Ainda na temática, sugiro que deem uma olhada na Recomendação nº 168, de 23 de março de 2026, do Conselho Nacional de Justiça, que institui o "Estatuto da Magistratura Brasileira Interamericana". O referido documento orienta os órgãos do Poder Judiciário a observar os tratados e convenções internacionais de direitos humanos, bem como a incorporar a jurisprudência da Corte Interamericana de Direitos Humanos na fundamentação das decisões judiciais.

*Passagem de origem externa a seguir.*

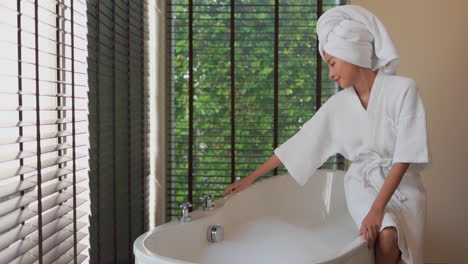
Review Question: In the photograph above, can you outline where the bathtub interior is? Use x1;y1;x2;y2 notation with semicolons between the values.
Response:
144;169;357;263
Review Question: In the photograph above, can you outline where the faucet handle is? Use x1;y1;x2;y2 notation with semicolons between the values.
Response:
179;202;192;209
200;193;214;210
200;193;214;200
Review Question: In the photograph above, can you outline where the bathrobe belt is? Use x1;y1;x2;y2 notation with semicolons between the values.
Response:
359;152;408;202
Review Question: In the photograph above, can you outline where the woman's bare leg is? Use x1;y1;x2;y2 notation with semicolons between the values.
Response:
375;226;400;264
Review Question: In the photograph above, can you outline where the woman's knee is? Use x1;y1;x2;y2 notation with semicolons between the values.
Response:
376;226;398;253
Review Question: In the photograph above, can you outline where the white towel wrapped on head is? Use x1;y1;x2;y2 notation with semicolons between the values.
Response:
316;5;400;75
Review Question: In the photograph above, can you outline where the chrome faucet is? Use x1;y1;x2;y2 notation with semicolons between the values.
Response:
179;202;192;222
200;193;215;210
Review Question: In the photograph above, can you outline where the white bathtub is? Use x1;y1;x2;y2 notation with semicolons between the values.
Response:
133;169;374;264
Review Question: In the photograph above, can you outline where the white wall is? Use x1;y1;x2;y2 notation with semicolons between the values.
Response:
351;0;468;264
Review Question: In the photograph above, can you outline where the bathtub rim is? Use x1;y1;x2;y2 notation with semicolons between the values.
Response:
133;169;370;264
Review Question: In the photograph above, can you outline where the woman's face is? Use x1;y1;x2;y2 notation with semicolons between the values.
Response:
323;52;359;88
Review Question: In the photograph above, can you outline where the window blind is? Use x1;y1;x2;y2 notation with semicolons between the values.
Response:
166;0;345;220
86;0;149;263
0;0;89;263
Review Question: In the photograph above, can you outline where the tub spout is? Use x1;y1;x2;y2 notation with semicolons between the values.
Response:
200;193;215;210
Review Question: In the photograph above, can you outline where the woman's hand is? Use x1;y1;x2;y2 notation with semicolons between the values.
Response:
359;208;384;248
223;175;255;195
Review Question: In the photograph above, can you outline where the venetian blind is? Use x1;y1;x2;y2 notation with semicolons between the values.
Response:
166;0;344;220
0;0;89;263
86;0;149;263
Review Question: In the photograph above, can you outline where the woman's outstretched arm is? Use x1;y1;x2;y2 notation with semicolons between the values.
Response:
223;154;282;195
247;154;282;181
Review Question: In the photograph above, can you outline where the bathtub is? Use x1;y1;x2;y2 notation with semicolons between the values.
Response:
133;169;374;264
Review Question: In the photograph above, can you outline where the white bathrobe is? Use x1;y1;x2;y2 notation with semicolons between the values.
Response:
274;71;432;264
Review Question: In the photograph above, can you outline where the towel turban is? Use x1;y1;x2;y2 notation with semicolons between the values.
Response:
316;5;400;75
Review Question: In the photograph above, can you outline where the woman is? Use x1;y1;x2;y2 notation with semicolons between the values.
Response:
224;5;432;264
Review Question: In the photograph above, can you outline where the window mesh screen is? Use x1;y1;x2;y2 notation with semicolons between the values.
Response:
166;0;344;220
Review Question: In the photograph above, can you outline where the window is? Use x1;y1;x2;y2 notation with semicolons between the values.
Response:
166;0;344;220
0;0;89;263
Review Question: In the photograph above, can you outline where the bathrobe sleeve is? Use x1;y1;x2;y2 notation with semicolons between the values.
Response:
392;80;432;172
274;96;337;186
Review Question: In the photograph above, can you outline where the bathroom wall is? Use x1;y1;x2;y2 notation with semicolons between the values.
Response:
351;0;468;264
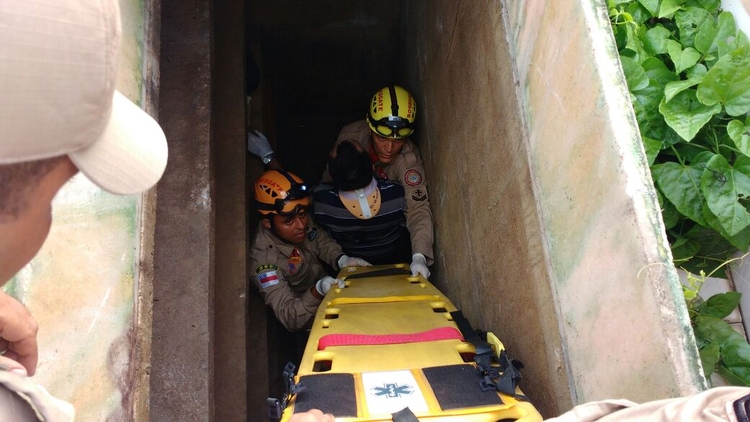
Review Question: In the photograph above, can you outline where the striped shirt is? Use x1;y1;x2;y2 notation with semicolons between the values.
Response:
312;179;411;264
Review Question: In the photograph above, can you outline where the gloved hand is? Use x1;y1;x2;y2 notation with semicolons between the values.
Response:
315;276;346;296
247;130;273;158
409;252;430;278
337;255;372;269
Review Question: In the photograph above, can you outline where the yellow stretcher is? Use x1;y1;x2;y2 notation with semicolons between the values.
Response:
282;264;542;422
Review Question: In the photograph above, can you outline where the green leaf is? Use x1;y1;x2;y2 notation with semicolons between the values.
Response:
695;12;737;54
641;57;679;87
656;190;684;227
651;162;707;225
620;57;648;92
693;315;739;347
727;120;750;156
641;136;663;166
659;0;685;18
698;292;742;318
719;31;750;58
620;20;648;61
675;218;750;270
674;7;711;47
698;344;719;378
667;40;701;74
664;78;703;102
701;154;750;236
638;0;659;16
721;333;750;373
641;25;672;54
659;90;721;142
685;63;708;81
700;202;750;252
697;47;750;116
685;0;721;13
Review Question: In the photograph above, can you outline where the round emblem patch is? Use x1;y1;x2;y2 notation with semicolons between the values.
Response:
404;169;422;186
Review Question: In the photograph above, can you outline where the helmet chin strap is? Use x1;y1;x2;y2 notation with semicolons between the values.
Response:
354;189;372;218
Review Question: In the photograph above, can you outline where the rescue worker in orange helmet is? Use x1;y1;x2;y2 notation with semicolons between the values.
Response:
250;170;370;331
247;85;434;278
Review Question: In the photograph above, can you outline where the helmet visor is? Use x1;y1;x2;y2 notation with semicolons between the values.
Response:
367;115;414;138
273;182;310;215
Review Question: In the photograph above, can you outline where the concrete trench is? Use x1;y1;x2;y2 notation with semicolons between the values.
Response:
148;0;705;421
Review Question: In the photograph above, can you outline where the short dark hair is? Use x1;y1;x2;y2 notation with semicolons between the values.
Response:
328;141;372;190
0;155;65;223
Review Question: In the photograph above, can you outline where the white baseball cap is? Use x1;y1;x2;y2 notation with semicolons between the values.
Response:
339;177;380;220
0;0;168;195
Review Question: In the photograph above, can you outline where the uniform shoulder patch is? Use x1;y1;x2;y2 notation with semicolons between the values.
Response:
255;264;279;274
411;189;427;202
255;264;279;289
404;169;422;186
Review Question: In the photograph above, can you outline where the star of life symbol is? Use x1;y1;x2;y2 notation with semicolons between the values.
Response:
371;383;414;399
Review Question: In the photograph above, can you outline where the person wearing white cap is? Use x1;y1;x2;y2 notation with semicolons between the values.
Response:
312;140;418;268
0;0;168;421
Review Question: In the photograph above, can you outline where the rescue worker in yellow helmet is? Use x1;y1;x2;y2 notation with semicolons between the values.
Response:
247;85;434;278
250;170;370;331
322;85;434;278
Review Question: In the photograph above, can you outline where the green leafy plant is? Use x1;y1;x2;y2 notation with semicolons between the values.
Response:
683;266;750;386
607;0;750;276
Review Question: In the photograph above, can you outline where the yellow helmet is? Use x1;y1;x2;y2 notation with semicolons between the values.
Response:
367;85;417;139
255;170;310;215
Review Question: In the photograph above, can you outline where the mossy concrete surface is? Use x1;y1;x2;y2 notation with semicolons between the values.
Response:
404;0;705;416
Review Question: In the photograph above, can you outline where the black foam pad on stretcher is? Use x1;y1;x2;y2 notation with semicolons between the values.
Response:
294;374;357;418
422;365;503;410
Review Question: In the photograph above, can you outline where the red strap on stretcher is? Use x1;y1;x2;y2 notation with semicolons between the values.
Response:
318;327;464;350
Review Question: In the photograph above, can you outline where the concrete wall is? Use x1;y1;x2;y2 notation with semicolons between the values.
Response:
404;0;705;416
150;1;216;421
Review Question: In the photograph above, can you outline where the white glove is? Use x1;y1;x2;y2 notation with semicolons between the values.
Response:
409;252;430;279
315;276;346;296
247;130;273;158
337;255;372;269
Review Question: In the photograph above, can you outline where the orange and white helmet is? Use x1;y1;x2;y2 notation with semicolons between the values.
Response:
255;170;310;215
367;85;417;139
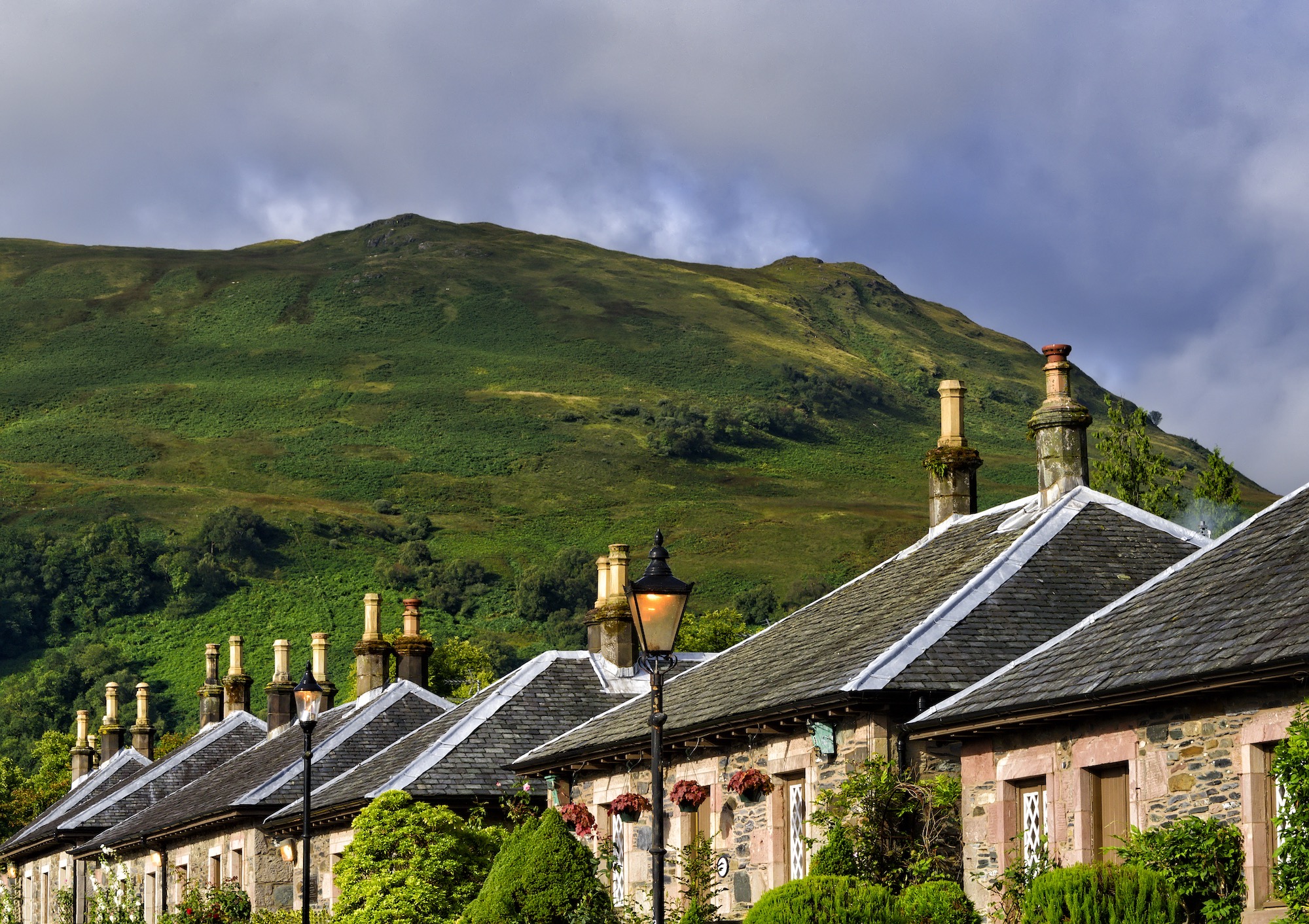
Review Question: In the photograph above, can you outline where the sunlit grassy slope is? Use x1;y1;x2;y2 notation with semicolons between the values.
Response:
0;215;1271;728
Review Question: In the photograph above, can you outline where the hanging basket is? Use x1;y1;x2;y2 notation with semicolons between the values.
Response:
668;780;709;813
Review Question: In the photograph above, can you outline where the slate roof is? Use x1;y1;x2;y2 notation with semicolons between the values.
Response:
266;650;712;826
83;681;453;847
513;487;1208;772
911;486;1309;736
0;747;151;860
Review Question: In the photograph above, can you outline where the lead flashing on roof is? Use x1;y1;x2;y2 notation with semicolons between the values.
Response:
908;484;1309;728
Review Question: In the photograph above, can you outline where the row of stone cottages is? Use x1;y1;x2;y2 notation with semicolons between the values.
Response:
0;346;1309;924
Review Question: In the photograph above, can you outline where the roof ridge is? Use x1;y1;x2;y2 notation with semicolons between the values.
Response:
910;483;1309;724
58;709;268;830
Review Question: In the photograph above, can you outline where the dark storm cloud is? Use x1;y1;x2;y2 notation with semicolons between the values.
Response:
0;0;1309;488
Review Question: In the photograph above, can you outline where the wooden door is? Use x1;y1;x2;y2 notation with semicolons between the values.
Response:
1090;763;1130;862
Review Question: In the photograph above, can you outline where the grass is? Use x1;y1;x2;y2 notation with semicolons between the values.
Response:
0;216;1272;733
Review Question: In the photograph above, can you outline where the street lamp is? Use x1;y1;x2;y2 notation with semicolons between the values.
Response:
623;530;695;924
295;664;323;924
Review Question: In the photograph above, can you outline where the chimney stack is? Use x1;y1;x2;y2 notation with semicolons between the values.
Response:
195;641;223;728
132;681;154;760
586;555;609;654
69;709;96;787
586;543;637;669
355;594;393;696
1028;343;1090;508
923;378;982;526
99;681;123;763
309;632;336;712
263;639;296;738
395;599;436;690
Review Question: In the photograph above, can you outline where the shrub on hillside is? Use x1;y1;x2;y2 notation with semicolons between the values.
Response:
462;809;617;924
1118;815;1245;924
332;791;501;924
895;880;982;924
1022;864;1186;924
745;876;908;924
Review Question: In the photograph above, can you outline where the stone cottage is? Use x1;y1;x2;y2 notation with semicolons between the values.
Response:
513;346;1208;916
910;486;1309;923
0;683;264;924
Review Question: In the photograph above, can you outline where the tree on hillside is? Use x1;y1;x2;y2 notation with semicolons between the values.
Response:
332;789;503;924
1090;394;1186;517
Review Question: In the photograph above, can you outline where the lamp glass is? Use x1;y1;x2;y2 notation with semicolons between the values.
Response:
295;664;323;725
627;589;689;654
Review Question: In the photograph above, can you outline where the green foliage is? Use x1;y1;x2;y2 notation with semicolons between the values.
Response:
674;606;754;652
809;756;961;889
677;831;726;924
1272;705;1309;924
332;791;501;924
160;878;250;924
1022;864;1186;924
895;881;982;924
428;639;495;702
1195;446;1241;504
1118;815;1245;924
86;851;145;924
0;732;73;839
745;876;908;924
462;809;617;924
1090;394;1186;517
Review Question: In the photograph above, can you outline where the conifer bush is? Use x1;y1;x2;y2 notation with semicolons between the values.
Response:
462;809;617;924
745;876;910;924
332;789;501;924
1022;864;1186;924
895;880;982;924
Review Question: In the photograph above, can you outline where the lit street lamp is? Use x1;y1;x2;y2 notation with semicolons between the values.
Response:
295;664;323;924
624;530;695;924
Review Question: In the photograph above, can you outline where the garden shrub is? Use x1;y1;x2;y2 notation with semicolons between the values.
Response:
895;881;982;924
1272;707;1309;924
332;789;501;924
462;809;617;924
1022;864;1186;924
1118;815;1245;924
745;876;908;924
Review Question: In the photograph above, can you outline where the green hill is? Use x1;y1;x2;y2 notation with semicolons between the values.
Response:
0;215;1271;750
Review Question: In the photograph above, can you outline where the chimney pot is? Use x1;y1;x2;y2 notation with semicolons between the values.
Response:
99;681;123;763
1028;343;1090;506
355;594;395;696
309;632;336;712
923;378;982;526
195;641;223;728
132;681;154;760
395;599;436;690
69;709;96;784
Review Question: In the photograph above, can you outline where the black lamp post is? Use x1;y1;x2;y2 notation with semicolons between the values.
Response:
624;530;695;924
295;664;323;924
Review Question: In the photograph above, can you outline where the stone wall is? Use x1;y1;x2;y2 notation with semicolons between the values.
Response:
961;682;1305;921
559;713;958;919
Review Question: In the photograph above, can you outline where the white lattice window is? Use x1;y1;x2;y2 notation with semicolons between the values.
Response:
609;814;627;904
787;781;809;880
1017;781;1046;864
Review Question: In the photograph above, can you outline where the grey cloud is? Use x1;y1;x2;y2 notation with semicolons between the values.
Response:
0;0;1309;488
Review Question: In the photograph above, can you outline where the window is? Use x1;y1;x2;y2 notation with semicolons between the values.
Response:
785;780;809;880
609;800;626;904
1013;776;1046;865
1090;763;1128;862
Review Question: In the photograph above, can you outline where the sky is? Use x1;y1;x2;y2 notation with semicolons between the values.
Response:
0;0;1309;491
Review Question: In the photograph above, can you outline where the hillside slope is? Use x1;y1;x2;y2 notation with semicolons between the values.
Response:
0;215;1271;749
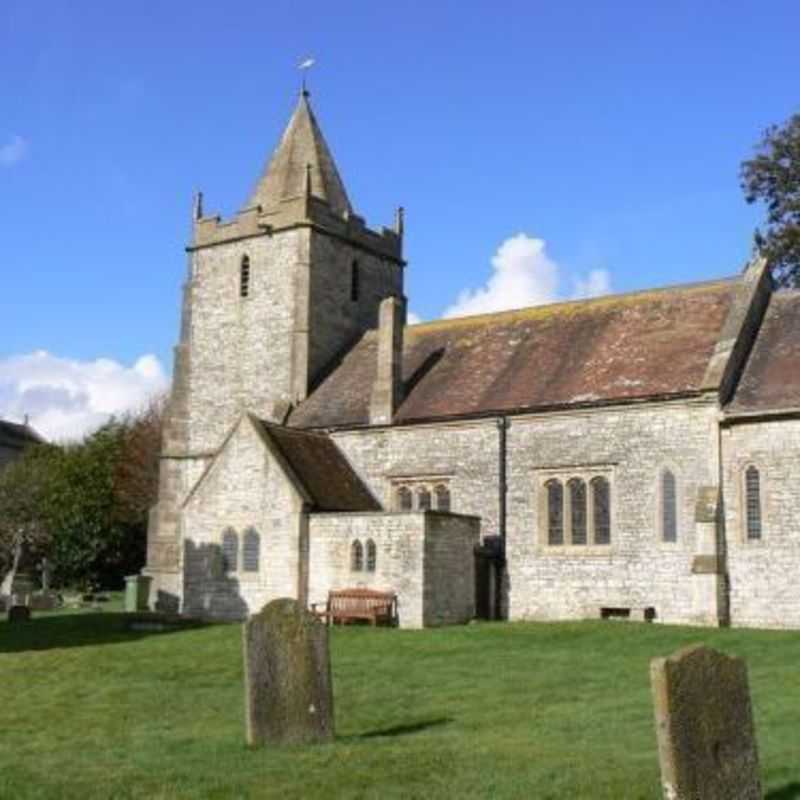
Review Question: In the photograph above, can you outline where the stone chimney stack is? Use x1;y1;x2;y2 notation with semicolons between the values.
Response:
369;297;406;425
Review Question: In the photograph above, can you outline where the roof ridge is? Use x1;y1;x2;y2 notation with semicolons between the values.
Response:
407;275;741;333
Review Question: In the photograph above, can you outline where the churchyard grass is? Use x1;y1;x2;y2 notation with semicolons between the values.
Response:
0;612;800;800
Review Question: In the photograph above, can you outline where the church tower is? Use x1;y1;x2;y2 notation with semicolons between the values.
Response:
145;89;404;608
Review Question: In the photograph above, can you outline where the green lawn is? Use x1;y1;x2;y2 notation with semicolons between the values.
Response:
0;612;800;800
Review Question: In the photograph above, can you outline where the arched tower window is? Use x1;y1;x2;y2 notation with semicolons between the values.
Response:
544;479;564;544
350;539;364;572
222;528;239;572
417;486;431;511
350;259;361;303
744;465;761;540
661;469;678;542
397;486;414;511
239;255;250;297
242;528;261;572
591;478;611;544
567;478;586;544
433;483;450;511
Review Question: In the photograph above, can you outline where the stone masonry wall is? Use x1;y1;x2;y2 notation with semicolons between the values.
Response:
309;232;403;390
189;229;309;452
309;511;479;628
182;418;305;619
722;419;800;628
333;419;499;536
334;401;718;622
507;403;718;623
423;512;481;627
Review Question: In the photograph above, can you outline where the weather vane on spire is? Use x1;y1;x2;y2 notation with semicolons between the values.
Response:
297;58;314;97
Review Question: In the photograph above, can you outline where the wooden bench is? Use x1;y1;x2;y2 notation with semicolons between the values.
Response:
311;589;397;625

Embora a Convenção Americana não tenha caráter de emenda constitucional, por ser incorporada ao ordenamento jurídico brasileiro, revoga dispositivos infraconstitucionais (leis ordinárias, complementares, delegadas etc) ou dispositivos dessas demais normas infraconstitucionais que divergem do disposto na Convenção.

Convenção Americana sobre Direitos Humanos – CADH (Decreto nº 678/1992)

Gabarito: A

A) Correta. STF firmou que tratados de direitos humanos incorporados antes do art. 5º, §3º têm status supralegal, ou seja, prevalecem sobre leis infraconstitucionais. Assim, o Tribunal deve realizar controle de convencionalidade e afastar a norma incompatível, sem necessidade de declaração de inconstitucionalidade. RE 466.343/SP: fixação da supralegalidade.

B) Incorreta. A aplicação da CADH não depende de status constitucional; basta sua natureza de tratado de direitos humanos para ter eficácia supralegal.

C) Incorreta. O STF admite a dupla filtragem: controle de constitucionalidade e controle de convencionalidade são autônomos e cumuláveis. Mesmo que a lei seja constitucional, pode ser afastada por incompatibilidade com tratado de direitos humanos.

D) Incorreta. O controle de convencionalidade não é exclusivo da Corte Interamericana; também deve ser exercido pelos órgãos jurisdicionais internos.

E) Incorreta. A aplicação da CADH independe de prévia condenação internacional; o dever de observância decorre diretamente da ratificação do tratado.